= The Careless Shepherdess =

Play

The Careless Shepherdess is a Jacobean era stage play, a pastoral tragicomedy generally attributed to Thomas Goffe. Its 1656 publication is noteworthy for the introduction of the first general catalogue of the dramas of English Renaissance theatre ever attempted.

==Date and performance==
The dates of authorship and first performance for the play are not known with any certainty; the 1619-29 era is usually cited, with "c. 1625" as a common approximation. The play was revived at the Salisbury Court Theatre in 1638, and also was twice performed at Court before King Charles I and Queen Henrietta Maria, in 1629 and 1632. The play was well-enough known to have influenced Ben Jonson as he wrote his final work, The Sad Shepherdess (1637).

==Authorship==
All of the external evidence, including the 1656 first edition, assigns the authorship of the play to Thomas Goffe; one modern scholar, however, has argued that this may have been an error for John Gough, author of The Strange Discovery.

==Genre==
The Careless Shepherdess conforms to many of the conventions of the pastoral form as it existed in the years and decades after Sir Philip Sidney's Arcadia. "The play is not lacking in inventiveness, as, for example, the scene in which a threatened duel between two shepherds is frustrated by the threat of the shepherdesses involved to fight the duel themselves; and in that of the carrying off of all the characters by a tribe of satyrs, led by a banished shepherd turned outlaw."

==Catalogue==
In 1656 the play was first published in quarto by the booksellers Richard Rogers and William Ley. Richards and Ley included with the play text "an Alphabeticall Catalogue of all such Plays that ever were Printed," which listed over 500 titles. In this era, booksellers were only beginning to issue catalogues of their own works; this attempt to catalogue the entire field of contemporary drama publishing was unprecedented. But not unemulated: in the same year The Old Law was published by Edward Archer, with an expanded catalogue listing 651 titles. In 1661 and 1671 the stationer Francis Kirkman printed his own expanded play lists. At a time when trained scholars at the Universities dismissed stage plays as beneath their notice, the tradesmen booksellers stepped in to make these first efforts to bring a kind of order to the field.

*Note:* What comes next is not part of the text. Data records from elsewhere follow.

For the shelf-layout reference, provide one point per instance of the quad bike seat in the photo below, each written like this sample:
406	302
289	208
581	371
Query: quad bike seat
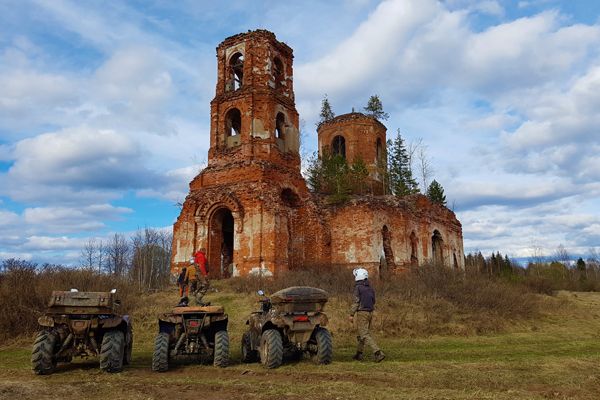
198	309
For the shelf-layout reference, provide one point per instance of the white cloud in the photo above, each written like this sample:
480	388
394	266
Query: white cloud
67	219
53	243
80	157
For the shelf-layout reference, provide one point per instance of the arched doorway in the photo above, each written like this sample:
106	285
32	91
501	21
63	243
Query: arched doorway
388	253
221	239
437	244
414	257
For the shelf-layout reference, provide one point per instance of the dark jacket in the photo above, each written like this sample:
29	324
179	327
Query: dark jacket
364	297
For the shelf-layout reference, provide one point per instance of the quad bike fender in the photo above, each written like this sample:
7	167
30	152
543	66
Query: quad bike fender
170	319
113	322
218	318
46	320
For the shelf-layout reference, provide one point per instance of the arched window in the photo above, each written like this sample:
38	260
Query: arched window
280	126
290	198
437	244
233	122
236	71
338	146
278	74
388	253
414	242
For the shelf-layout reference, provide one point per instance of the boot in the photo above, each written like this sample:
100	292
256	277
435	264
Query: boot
379	356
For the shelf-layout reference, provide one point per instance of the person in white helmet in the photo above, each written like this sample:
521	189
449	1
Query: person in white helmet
361	312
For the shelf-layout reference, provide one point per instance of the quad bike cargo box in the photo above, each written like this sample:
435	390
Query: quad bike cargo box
64	302
300	299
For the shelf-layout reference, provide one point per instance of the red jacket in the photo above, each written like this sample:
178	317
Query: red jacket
200	259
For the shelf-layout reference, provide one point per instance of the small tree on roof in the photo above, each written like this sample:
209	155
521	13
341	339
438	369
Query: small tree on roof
326	111
374	108
435	193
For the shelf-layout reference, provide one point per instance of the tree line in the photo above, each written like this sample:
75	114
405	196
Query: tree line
332	175
142	260
558	271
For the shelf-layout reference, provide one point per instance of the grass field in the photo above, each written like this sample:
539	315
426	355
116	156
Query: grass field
554	356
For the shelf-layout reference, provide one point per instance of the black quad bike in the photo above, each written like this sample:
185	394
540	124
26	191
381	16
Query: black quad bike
198	332
82	324
289	324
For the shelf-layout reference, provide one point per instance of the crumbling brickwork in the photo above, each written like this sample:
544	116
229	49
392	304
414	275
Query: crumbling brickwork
250	207
358	137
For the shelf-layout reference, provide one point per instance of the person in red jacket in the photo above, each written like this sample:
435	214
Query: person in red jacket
199	260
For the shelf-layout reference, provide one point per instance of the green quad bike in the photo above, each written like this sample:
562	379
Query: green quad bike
186	332
288	325
82	324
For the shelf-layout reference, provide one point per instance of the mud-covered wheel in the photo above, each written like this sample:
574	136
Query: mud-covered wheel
128	347
324	341
42	353
248	355
271	348
160	357
112	351
221	354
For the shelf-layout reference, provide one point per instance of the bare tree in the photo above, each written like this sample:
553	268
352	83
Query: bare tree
100	258
420	163
117	251
425	169
562	255
89	254
537	254
151	256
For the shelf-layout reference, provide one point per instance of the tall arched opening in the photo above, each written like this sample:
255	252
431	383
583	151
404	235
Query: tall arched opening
220	244
388	253
414	243
437	246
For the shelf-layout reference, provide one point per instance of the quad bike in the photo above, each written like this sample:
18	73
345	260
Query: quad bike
191	332
288	325
82	324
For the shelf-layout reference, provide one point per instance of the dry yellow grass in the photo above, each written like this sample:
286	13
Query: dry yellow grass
552	356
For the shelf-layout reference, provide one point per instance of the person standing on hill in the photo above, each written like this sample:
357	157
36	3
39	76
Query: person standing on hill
200	261
201	273
361	312
191	278
181	282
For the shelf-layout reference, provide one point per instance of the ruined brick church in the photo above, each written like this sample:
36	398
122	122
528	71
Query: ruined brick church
251	209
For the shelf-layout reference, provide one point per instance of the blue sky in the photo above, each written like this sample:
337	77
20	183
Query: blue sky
104	109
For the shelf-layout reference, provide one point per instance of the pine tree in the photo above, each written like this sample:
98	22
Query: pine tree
435	192
374	108
326	111
358	174
402	182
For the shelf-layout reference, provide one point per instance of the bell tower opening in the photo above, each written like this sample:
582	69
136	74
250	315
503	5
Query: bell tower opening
437	245
253	114
236	71
220	246
339	146
280	126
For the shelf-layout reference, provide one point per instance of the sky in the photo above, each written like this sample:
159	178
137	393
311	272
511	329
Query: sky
104	109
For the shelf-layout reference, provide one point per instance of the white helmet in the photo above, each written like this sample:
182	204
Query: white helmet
360	274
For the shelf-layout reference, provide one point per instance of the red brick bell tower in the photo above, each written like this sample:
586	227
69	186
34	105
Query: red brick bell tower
253	115
249	207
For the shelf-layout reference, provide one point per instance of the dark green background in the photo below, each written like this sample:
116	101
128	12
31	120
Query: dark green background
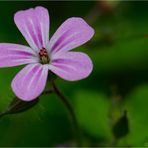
119	81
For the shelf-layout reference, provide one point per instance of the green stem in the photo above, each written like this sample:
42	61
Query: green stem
69	107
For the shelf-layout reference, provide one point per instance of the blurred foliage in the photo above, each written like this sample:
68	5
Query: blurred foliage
119	51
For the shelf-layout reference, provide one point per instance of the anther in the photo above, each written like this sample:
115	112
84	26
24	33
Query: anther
44	58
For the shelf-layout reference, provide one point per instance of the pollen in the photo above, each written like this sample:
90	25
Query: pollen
44	58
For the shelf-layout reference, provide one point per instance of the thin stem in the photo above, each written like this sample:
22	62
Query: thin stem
69	107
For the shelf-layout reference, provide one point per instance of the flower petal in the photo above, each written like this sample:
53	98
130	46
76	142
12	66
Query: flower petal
34	25
71	34
30	82
72	66
13	55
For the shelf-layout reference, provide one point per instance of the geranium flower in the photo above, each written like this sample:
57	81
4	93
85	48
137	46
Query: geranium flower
44	55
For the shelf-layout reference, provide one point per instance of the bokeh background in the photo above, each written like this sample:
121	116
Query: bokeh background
111	105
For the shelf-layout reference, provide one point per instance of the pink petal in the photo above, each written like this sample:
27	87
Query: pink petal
34	25
72	66
71	34
30	82
13	55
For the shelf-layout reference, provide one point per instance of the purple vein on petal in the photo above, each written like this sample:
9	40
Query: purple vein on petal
60	40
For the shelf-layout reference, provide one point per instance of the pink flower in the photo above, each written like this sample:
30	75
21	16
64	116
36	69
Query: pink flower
44	55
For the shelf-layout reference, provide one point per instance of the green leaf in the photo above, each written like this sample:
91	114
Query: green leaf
92	112
136	105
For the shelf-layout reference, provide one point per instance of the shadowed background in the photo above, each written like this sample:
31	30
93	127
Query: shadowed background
118	83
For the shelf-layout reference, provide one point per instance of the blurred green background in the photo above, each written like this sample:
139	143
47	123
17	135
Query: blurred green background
112	104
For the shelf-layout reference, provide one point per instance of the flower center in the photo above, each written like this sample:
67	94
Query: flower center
44	58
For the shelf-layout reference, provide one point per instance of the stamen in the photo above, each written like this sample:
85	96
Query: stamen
44	58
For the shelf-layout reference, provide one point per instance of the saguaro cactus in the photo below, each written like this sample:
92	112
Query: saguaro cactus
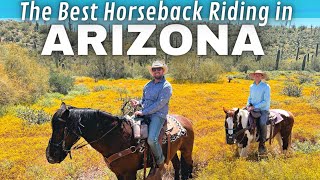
304	62
278	59
297	56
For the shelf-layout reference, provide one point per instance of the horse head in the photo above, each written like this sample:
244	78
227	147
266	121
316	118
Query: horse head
235	120
63	137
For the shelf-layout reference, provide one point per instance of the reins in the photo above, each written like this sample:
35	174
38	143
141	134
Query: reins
82	144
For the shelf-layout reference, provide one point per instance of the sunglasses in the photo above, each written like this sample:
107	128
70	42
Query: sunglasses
156	69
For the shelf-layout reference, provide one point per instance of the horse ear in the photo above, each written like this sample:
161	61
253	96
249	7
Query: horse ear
225	110
65	110
63	106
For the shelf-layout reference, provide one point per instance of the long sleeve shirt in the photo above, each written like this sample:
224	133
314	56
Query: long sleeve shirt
259	96
155	99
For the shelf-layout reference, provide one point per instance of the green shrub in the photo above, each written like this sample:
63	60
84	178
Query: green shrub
28	78
305	78
80	89
208	71
306	147
100	88
60	82
32	116
292	90
191	69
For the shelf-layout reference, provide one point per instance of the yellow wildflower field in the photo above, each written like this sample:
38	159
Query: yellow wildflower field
22	149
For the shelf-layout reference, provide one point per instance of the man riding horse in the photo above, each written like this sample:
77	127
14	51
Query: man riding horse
259	102
155	100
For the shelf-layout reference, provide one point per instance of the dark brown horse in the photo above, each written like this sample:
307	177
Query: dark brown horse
239	131
110	135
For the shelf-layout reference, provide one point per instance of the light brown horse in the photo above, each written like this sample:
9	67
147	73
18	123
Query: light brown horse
109	135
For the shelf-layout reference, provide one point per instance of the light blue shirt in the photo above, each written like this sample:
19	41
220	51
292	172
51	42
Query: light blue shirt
260	96
155	99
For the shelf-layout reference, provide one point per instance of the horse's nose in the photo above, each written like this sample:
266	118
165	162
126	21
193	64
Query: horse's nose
50	160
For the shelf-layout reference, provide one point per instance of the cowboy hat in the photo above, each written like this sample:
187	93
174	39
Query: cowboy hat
157	64
264	75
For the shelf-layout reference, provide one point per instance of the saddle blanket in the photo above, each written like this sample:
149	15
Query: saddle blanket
175	129
275	115
172	127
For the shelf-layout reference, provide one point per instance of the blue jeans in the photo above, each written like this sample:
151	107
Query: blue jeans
155	127
263	119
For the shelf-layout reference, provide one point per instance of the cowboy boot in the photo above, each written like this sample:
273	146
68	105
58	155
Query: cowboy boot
263	137
156	172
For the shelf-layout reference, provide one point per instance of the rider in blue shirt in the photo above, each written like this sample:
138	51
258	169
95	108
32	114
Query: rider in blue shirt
259	101
155	101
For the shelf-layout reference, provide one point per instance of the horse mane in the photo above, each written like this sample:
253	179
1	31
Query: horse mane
92	114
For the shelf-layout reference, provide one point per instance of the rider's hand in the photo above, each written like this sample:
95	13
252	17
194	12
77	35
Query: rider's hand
134	102
138	113
250	108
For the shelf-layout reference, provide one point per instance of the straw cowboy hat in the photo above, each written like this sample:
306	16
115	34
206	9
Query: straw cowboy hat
157	64
264	75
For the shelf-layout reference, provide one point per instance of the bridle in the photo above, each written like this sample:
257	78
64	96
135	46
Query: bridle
67	132
236	135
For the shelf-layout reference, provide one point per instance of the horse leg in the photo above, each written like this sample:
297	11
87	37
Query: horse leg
279	139
176	165
127	176
186	161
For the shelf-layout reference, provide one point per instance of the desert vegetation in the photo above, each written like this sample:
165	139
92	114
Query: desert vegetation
32	88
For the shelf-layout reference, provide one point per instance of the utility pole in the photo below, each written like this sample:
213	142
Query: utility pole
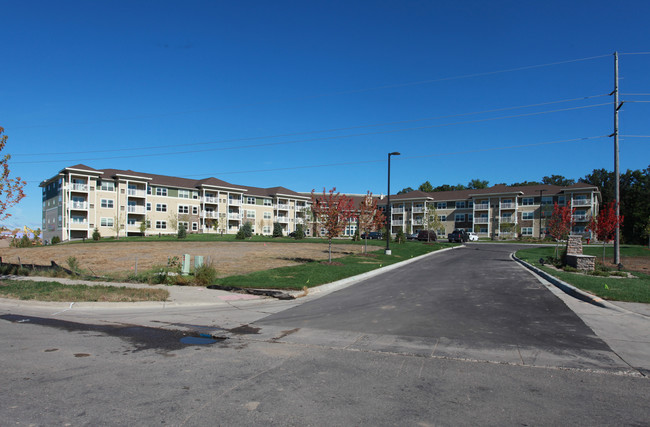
617	178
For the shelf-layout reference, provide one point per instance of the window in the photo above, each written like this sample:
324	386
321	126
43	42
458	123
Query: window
106	222
107	186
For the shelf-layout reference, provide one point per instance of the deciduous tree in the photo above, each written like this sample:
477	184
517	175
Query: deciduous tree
11	189
333	212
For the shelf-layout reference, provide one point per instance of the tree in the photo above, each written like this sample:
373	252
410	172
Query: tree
333	211
370	217
432	220
558	180
11	189
604	225
560	224
477	184
426	187
405	190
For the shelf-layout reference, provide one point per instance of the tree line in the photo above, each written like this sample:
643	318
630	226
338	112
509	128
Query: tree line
634	188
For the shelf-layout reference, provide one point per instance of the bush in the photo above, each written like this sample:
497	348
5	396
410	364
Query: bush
205	274
182	232
300	232
277	229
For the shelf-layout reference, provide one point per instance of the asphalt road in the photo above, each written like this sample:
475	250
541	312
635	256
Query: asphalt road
461	338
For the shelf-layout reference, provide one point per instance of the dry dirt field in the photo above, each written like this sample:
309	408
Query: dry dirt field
230	258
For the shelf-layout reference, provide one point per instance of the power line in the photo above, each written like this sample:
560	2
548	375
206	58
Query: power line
130	149
272	101
268	144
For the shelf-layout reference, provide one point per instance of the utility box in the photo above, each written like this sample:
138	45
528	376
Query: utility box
185	268
198	261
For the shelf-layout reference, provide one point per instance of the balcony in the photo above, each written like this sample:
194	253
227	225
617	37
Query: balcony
79	205
135	209
79	187
134	192
212	200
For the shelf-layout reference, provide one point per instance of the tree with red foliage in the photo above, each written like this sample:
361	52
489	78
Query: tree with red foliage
560	224
605	224
371	218
11	189
333	212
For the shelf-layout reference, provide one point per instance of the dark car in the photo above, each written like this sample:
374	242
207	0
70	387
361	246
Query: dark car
427	236
373	235
459	236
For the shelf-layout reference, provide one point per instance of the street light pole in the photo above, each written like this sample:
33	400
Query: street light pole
389	208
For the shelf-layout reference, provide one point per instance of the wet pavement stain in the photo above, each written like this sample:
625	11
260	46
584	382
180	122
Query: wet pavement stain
141	337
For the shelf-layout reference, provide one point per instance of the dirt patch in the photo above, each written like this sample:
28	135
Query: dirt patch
230	258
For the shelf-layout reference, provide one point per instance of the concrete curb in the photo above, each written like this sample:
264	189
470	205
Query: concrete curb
348	281
569	289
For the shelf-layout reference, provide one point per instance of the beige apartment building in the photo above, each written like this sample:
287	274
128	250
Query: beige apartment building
79	199
497	212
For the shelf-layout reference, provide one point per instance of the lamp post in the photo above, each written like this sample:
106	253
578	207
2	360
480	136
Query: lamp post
540	212
389	208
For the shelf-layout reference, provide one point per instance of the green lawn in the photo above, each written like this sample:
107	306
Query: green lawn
319	272
614	288
54	291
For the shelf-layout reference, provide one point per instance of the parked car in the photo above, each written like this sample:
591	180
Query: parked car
373	235
459	236
422	236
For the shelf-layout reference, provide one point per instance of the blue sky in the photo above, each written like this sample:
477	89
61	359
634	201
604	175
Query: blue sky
315	94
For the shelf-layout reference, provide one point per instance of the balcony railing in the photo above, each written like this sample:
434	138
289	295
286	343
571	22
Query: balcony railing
79	187
136	193
135	209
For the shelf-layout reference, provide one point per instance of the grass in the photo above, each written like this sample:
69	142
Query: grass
54	291
613	288
317	273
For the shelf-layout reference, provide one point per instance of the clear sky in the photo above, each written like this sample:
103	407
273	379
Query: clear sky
313	94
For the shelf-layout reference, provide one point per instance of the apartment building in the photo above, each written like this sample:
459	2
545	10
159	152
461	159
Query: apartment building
79	199
499	211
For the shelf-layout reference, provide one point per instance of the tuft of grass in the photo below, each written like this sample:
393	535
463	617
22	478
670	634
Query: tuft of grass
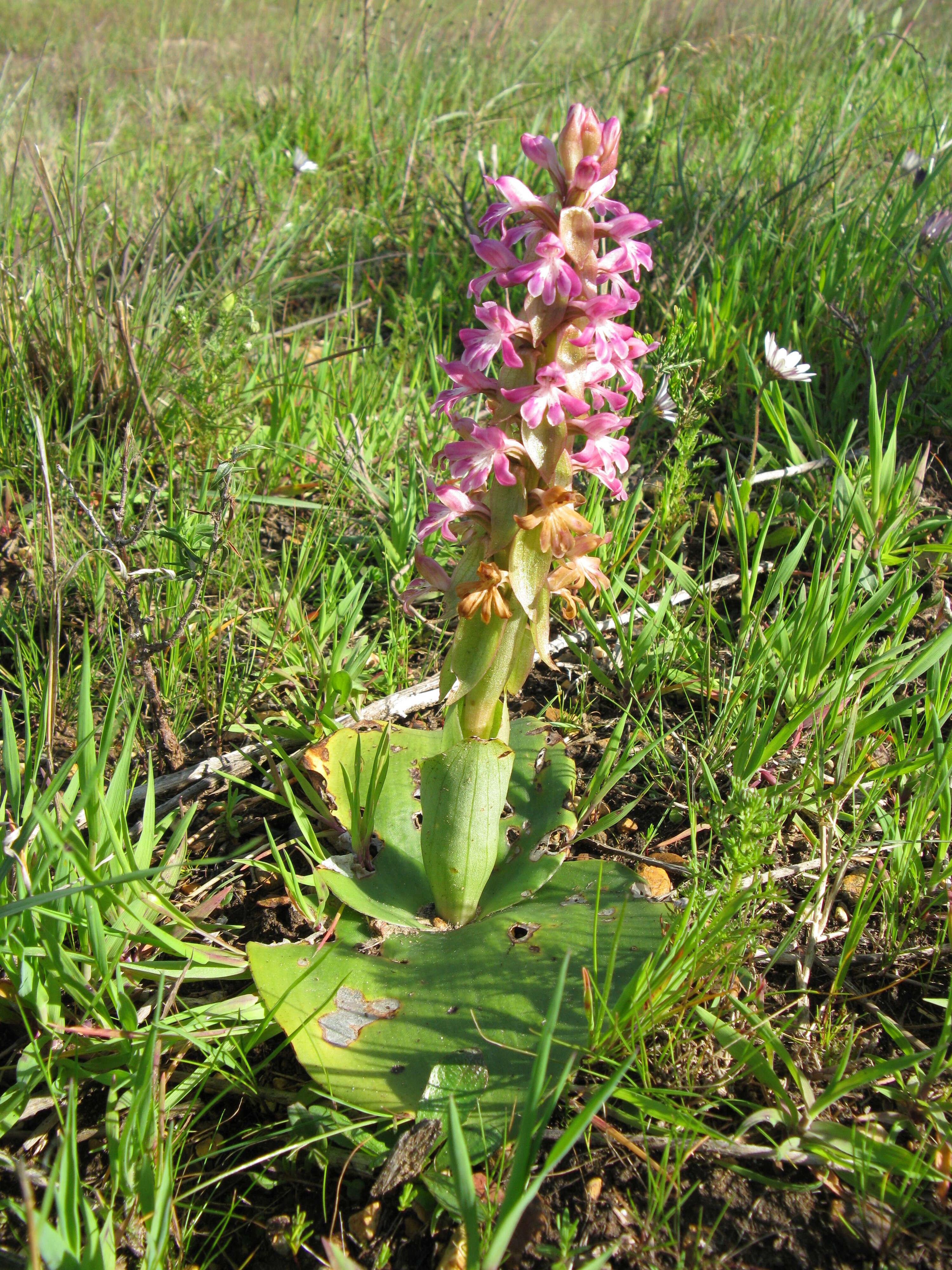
215	388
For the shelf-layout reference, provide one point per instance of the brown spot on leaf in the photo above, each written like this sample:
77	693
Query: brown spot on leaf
521	932
354	1013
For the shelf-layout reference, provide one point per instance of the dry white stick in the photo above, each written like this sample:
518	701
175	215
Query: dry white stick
427	693
400	704
794	471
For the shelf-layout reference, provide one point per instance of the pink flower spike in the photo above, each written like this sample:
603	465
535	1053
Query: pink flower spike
545	394
453	504
607	208
610	337
517	199
482	346
548	275
639	349
543	152
598	190
596	375
484	450
602	425
496	255
469	383
602	457
611	137
631	379
625	228
587	175
611	267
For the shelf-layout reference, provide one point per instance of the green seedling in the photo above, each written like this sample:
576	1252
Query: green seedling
365	796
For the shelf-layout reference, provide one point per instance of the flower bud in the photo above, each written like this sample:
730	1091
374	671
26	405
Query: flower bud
591	134
571	147
611	137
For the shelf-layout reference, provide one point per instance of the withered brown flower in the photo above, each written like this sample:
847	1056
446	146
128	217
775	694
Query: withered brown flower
484	594
577	571
555	511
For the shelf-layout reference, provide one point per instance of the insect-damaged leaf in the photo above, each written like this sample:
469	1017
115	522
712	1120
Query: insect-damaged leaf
398	888
474	990
463	793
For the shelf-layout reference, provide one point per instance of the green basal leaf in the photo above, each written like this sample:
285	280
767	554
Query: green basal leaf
370	1029
398	890
463	793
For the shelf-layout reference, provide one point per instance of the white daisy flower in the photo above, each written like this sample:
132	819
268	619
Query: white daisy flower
786	364
663	404
303	163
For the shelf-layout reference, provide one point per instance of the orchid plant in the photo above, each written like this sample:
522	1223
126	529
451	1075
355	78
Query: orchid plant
565	368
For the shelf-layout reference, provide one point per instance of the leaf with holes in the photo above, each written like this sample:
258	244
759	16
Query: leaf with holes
398	891
371	1029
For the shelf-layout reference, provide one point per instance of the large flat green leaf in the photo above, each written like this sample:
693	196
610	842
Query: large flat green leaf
371	1029
398	890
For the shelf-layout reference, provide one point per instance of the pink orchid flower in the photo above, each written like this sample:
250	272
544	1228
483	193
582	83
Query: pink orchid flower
451	505
601	457
548	275
587	175
480	453
625	232
543	152
498	256
602	425
545	394
596	377
433	581
610	337
482	346
611	267
517	197
469	383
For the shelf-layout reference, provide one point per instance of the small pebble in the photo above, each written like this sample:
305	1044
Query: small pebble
656	879
668	858
852	887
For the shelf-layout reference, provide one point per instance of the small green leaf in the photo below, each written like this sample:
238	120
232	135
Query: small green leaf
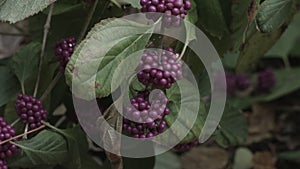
25	62
211	17
285	44
46	148
232	128
17	10
272	14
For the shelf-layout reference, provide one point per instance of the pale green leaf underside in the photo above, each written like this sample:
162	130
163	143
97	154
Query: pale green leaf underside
17	10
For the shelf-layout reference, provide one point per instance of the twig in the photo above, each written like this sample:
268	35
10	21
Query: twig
87	21
21	135
46	30
51	86
15	122
12	34
25	131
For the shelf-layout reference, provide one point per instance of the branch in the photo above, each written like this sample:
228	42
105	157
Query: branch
87	21
46	30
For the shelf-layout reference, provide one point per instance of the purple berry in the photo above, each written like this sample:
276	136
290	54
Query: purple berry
141	119
7	150
163	75
64	49
32	112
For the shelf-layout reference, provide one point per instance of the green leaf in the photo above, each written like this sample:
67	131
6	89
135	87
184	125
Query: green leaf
232	129
76	144
125	38
9	86
25	62
286	82
289	38
190	103
17	10
290	155
134	3
46	148
257	45
272	14
211	17
64	6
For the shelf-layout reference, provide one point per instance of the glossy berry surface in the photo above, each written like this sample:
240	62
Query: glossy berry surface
31	111
186	146
142	120
64	50
174	10
7	150
3	164
266	79
161	72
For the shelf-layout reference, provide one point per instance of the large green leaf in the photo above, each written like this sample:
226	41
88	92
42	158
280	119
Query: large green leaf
17	10
9	86
46	148
232	129
25	62
272	14
211	17
76	145
285	44
256	46
189	102
117	39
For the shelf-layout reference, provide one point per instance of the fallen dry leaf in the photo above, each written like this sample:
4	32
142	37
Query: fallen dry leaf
205	158
264	160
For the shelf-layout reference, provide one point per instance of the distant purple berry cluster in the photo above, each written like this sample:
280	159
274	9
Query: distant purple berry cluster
142	120
31	111
7	150
159	72
185	146
266	79
176	8
64	50
241	82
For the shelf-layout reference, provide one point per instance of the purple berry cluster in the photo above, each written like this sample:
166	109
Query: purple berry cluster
64	50
3	164
159	72
7	150
31	111
266	80
142	120
174	10
186	146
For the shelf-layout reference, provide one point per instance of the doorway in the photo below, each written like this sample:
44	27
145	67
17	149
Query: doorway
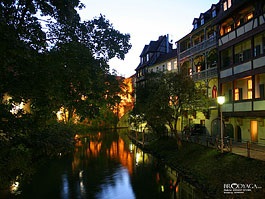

Unfortunately, their efforts were limited by a lack of resources and verifiable information. In these 17th-century playlists, the accuracy of the authorial attributions never rises above 50%. Later generations of scholars and commentators have been vocal in their criticisms as a result.

==The praeludium==
The 1656 quarto of The Careless Shepherdess also provides a preface, or "Praeludium," for the 1638 revival that may have been written by Richard Brome; it features a conversation among four figures — Spruce, a courtier, Spark, an Inns of Court man, Thrift, a London citizen, and Landlord, a country gentleman. The dialogue casts light on the theatrical conditions of the day, and is often quoted and discussed in the scholarly and critical literature on English Renaissance drama.